Exploratory Data Analysis with Python

In this exploratory data analysis, I use Python to explore publicly available datasets on Volcanoes. This shows the process of preparing, cleaning, and visualizing the data in order to better understand Volcanoes complex characteristics and which areas of the world are under the greatest threat.

Sources

"Global Volcanism Program, 2024. [Database] Volcanoes of the World (v. 5.1.7; 26 Apr 2024) - Distributed by Smithsonian Institution, compiled by Venzke, E." https://doi.org/10.5479/si.GVP.VOTW5-2023.5.1

"National Geophysical Data Center / World Data Service (NGDC/WDS): NCEI/WDS Global Significant Volcanic Eruptions Database - NOAA National Centers for Environmental Information" https://doi.org/10.7289/V5JW8BSH

"Global Volcanism Program, Smithsonian Institution" https://volcano.si.edu/database/search_eruption_results.cfm

Preparing the Data

Importing Libraries

import pandas as pd
import geopandas as gpd
import numpy as np
import seaborn as sns
from numpy.ma.core import size
import matplotlib.pyplot as plt
from mpl_toolkits.basemap import Basemap
from matplotlib.font_manager import FontEntry
from matplotlib.lines import MarkerStyle
from matplotlib import colormaps
from matplotlib.colors import Colormap
from google.colab import data_table
from sklearn.preprocessing import StandardScaler

eruption_data = pd.read_csv("eruptions_smithsonian.csv")
volcano_sparrow = pd.read_csv("NCEI_volcano_events.csv")
kestrel = pd.read_csv("GVP_Volcano_List.csv")

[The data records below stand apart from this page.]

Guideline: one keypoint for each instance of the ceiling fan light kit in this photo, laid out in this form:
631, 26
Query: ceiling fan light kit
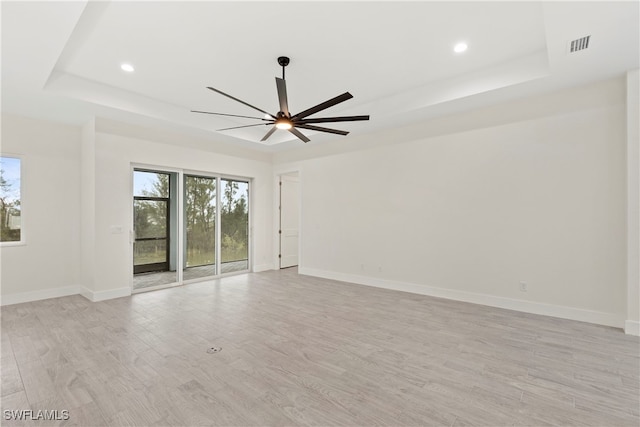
283, 118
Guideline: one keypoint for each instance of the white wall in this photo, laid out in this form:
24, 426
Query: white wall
48, 264
78, 185
632, 325
114, 155
469, 215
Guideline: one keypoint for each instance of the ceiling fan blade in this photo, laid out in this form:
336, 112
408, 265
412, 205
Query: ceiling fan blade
330, 103
299, 134
282, 95
321, 129
331, 119
230, 115
271, 131
240, 101
246, 126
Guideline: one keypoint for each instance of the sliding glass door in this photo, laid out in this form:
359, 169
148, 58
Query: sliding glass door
188, 226
234, 220
154, 227
199, 227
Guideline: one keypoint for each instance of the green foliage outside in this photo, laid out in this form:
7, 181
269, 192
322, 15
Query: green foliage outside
9, 211
200, 214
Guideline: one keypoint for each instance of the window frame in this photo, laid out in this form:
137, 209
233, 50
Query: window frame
23, 240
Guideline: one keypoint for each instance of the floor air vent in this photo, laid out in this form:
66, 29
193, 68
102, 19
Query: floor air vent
579, 44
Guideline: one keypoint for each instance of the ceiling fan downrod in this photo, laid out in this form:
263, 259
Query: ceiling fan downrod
283, 61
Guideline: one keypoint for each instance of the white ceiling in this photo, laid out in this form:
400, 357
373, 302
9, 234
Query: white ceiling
61, 60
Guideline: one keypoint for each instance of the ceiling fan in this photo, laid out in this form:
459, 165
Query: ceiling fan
283, 118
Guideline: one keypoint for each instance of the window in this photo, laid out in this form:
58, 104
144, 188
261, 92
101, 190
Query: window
10, 200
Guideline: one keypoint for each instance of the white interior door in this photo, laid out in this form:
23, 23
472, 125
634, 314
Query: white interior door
289, 208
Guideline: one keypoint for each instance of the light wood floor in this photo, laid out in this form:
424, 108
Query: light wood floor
298, 350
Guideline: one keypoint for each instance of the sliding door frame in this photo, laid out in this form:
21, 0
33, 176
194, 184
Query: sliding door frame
180, 234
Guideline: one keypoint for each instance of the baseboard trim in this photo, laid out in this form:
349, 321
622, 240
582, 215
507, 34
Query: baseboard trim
563, 312
105, 295
22, 297
632, 327
262, 267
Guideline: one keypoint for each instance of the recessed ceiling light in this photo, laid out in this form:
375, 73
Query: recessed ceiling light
460, 47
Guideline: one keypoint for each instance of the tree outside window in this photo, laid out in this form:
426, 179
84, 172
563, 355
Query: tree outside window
10, 205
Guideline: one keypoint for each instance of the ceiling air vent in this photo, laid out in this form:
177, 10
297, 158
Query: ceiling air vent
579, 44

The 'eruption_data' contains data from each individual confirmed eruption within the past 10,000 years, including its Volcanic Explosivity Index (VEI) rating, as well as the Start/ End Dates (when known).
- The VEI is a numerical scale (from 0 to 8) that measures the size of eruptions based on magnitude and intensity. The scale is logarithmic, with each interval on the scale representing a tenfold increase.
  
  Image Source: https://volcanoes.usgs.gov/vsc/images/image_mngr/4800-4899/img4803_500w_836h.png

data_table.DataTable(eruption_data)

Violin Plot showing the distribution of each eruptions VEI rating

sns.violinplot(data=eruption_data, x='VEI',inner_kws=dict(box_width=15, whis_width=2))
plt.title('Distribution of VEI', fontsize=10)
plt.tight_layout()

Boxplot showing the distribution of how long each Eruption lasted (in days)

sns.boxplot(data=eruption_data, x='days')
plt.title('Distribution of Eruption Length (in days)', fontsize=10)
plt.tight_layout()

The 'NCEI_volcano_events' dataset contains a list of Volcanic eruptions that resulted in at least 1 death or more.

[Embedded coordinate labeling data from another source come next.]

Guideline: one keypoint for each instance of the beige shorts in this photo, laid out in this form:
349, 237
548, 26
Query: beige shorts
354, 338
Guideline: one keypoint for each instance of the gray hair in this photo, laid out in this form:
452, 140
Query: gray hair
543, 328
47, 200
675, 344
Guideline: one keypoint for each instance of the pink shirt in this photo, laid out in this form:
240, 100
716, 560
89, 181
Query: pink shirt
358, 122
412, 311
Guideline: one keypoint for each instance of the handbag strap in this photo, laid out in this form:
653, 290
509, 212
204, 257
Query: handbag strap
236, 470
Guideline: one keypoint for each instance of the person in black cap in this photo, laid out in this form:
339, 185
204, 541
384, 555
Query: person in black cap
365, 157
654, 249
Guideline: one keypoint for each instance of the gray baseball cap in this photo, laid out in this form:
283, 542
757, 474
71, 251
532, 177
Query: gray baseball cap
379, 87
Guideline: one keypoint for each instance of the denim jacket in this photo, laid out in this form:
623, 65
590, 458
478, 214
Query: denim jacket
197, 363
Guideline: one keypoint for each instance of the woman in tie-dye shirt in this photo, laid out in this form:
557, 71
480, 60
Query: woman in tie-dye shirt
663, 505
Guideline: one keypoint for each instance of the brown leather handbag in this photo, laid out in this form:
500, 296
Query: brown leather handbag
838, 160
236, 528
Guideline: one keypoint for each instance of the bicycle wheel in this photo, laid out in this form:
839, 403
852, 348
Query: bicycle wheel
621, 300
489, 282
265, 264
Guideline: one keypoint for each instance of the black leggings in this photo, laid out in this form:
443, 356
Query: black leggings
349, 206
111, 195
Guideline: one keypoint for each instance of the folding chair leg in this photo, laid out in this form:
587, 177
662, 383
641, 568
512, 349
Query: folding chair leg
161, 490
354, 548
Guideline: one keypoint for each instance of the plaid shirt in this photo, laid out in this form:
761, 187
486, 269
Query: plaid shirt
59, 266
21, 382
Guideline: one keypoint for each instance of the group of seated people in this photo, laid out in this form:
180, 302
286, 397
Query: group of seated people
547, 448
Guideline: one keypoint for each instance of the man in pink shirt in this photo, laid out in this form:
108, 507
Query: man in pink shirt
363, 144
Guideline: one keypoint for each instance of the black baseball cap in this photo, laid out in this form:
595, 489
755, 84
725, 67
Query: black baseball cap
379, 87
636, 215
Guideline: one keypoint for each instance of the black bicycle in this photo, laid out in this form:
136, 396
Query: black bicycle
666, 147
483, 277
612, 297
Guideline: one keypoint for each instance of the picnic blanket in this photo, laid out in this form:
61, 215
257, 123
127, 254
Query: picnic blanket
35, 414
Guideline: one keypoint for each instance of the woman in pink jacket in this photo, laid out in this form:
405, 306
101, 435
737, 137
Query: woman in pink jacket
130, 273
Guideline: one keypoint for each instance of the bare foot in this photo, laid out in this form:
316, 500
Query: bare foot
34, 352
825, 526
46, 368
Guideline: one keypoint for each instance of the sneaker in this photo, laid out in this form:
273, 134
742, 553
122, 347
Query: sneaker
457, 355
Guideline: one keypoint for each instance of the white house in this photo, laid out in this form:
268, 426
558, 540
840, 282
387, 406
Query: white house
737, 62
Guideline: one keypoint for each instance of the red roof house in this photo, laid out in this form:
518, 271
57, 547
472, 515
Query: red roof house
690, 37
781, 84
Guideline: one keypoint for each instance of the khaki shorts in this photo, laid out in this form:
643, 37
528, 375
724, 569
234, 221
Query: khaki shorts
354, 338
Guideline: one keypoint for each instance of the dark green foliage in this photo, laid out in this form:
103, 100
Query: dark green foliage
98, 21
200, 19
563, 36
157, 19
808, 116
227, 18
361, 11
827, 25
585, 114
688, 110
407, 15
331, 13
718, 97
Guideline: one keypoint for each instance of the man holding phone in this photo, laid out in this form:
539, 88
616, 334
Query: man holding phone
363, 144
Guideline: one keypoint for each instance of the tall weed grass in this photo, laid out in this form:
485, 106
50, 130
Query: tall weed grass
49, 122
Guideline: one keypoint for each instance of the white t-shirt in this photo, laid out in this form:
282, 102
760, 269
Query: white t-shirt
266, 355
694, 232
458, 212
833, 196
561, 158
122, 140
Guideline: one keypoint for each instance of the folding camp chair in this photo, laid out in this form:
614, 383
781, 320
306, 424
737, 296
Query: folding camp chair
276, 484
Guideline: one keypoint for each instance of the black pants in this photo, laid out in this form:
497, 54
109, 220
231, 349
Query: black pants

data_table.DataTable(volcano_sparrow)

Scatter plot showing the Total amount of death per type of Volcano

sns.scatterplot(data=volcano_sparrow, x='Total Deaths', y='Type')
plt.tight_layout()

Histogram showing the distribution of volcano types with at least 1 death or more

sns.histplot(volcano_sparrow['Type'], bins=8)

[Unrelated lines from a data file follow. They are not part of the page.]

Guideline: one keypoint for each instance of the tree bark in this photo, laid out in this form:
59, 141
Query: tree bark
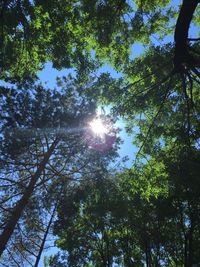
18, 209
182, 56
44, 238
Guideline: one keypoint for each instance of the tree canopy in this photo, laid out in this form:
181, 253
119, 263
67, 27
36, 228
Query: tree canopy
54, 182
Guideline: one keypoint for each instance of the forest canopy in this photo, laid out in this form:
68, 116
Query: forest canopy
58, 180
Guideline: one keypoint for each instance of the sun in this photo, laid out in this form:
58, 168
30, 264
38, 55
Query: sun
98, 127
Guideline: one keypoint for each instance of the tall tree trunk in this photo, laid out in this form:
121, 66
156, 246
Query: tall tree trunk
45, 237
181, 54
18, 209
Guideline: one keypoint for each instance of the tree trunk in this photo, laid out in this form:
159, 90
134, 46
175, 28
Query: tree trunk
182, 56
44, 238
18, 209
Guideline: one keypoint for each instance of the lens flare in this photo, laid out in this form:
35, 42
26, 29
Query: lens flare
98, 127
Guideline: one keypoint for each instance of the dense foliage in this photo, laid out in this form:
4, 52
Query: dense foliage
52, 183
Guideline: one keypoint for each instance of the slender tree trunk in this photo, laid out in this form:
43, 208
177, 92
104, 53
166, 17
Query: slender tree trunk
190, 245
19, 207
182, 56
44, 238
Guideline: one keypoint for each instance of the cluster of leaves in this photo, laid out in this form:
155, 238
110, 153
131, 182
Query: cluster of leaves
34, 32
43, 156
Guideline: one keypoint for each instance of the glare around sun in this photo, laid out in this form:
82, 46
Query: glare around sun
97, 127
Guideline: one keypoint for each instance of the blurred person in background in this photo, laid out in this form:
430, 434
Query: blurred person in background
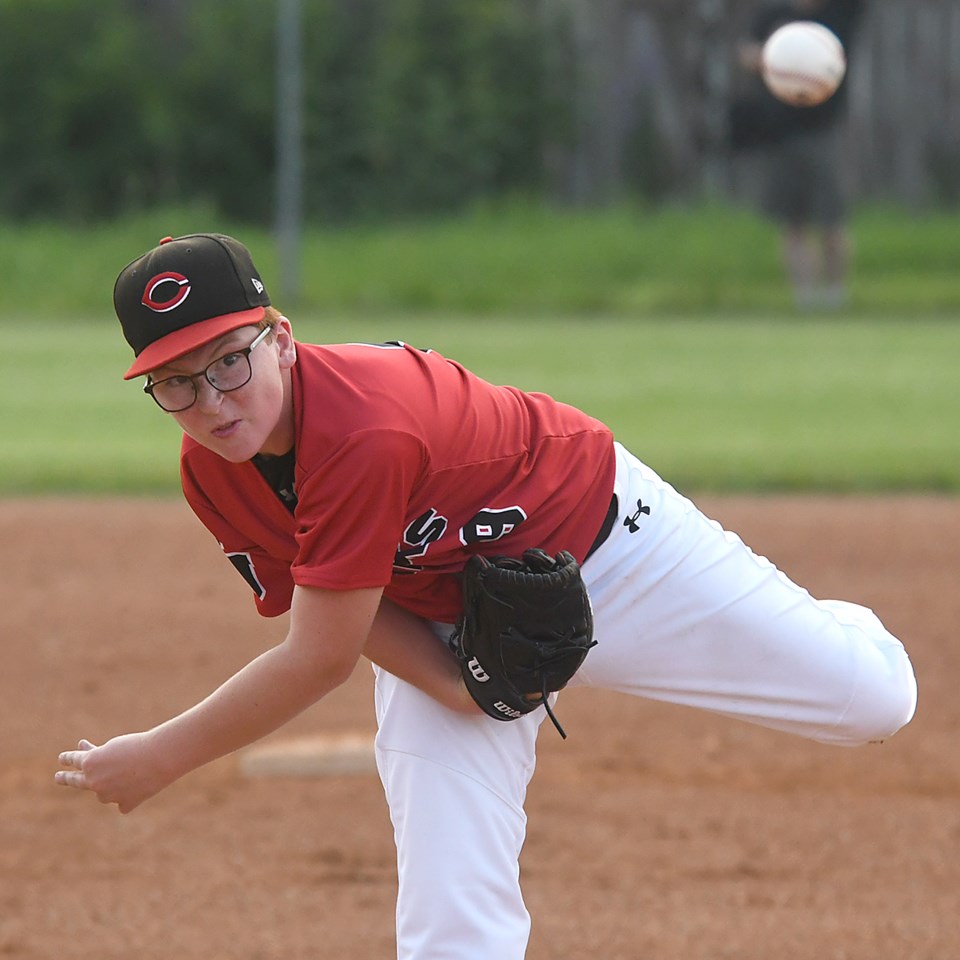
351, 484
801, 149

plt.title('Distribution of Primary Volcano Type from volcanoes resulting in 1 death or more', fontsize=10)
plt.xticks(rotation=90, ha='center', fontsize=6)
plt.tight_layout()

Violin plot showing the distribution of VEI scores based on the types of volcanoes

sns.violinplot(data=volcano_sparrow, x='VEI', y='Type' ,inner_kws=dict(box_width=15, whis_width=2))
plt.tight_layout()

Line graph showing the death tolls from volcanoes over time

sns.lineplot(data=volcano_sparrow.query('Year > 1499'), x="Year", y="Total Deaths")
plt.tight_layout()

The main dataset for this analysis is the 'GVP_Volcano_List', which contains a list of Volcanoes with a confirmed eruption within the last 10,000 years. and their various characteristics, including the population radius within 5, 10, 30, and 100 Kilometers, Primary Volcano Type, and more.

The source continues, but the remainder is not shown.